Per garantire l’osservanza della ortodossia continuò ad essere utilizzato il processo inquisitorio. In mano ai padri di san Francesco durante tutto il Cinquecento, esso servì in primo luogo per colpire le eresie filo protestanti. Nel nostro territorio la presenza di eretici non dovrebbe, però, essere stata molto diffusa, perché i casi di cui è rimasta notizia sono pochi e per lo più limitati a Santarcangelo, e mancano notizie di norme contro i possessori di libri eretici. Continuavano, a circolare, invece, libri di magia, anche se a Rimini non sono attestati casi di magia diabolica e stregonesca, perché semmai, come già detto, ci si limitava a ricorrere allo “strepitare delle campane”, all’utilizzo di “reliquie portentose” e a tutta una serie di pratiche legate all’inizio della buona stagione e propiziatorie della fertilità dei campi. Permanenza di riti di origine pre-cristiana piuttosto che vere e proprie eresie.

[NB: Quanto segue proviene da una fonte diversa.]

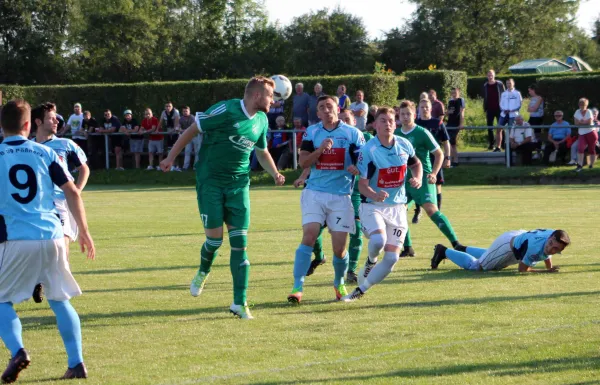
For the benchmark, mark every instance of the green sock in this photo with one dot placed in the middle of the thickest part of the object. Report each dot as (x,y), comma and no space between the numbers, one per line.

La terza competenza inquisitoriale era quella legata agli <+nero>ebrei convertiti<+testo> (più o meno spontaneamente), ritenuti perseguibili qualora fossero ricaduti negli antichi riti, ma anche a questo riguardo non è attestata nessuna particolare causa. L’unico intervento di cui si è a conoscenza è l’istanza di un frate Orso del convento dei minori di San Francesco, che chiede che gli ebrei siano costretti a portare i segni distintivi, secondo quanto stabilito dal Concilio Lateranense IV nel lontano 1215. La comunità ebraica presente a Rimini durante il Cinquecento non era numerosa (si parla di una decina di famiglie), ma era una comunità particolarmente vivace specie sotto il profilo culturale: raccoglieva ebrei provenienti dalla Spagna e dall’area franco-tedesca; orefici, banchieri, sarti, conciapelli, tintori, ma anche medici tra cui un Mantino di origine spagnola, lettore di medicina all’università di Bologna e ben introdotto alla corte del papa Clemente VII. Inoltre, tra il 1502 e il 1527 la famiglia Soncino aveva impiantato una fiorentissima stamperia che aveva sedi sparse non solo in Italia, ma anche a Costantinopoli, a Tessalonica e al Cairo e che pubblicò importanti opere in lingua ebraica, ma anche testi in latino e in volgare, tra cui I suppositi di Ludovico Ariosto, commissionati da umanisti non ebrei. Era una comunità che si poteva permettere di costruire più di una sinagoga. Della seconda sinagoga, eretta in contrada San Silvestro, rimane un’iscrizione che la data al 1510. L’iscrizione venne a lungo studiata anche da Iano Planco, che la riteneva, invece, contemporanea alla costruzione del Tempio Malatestiano.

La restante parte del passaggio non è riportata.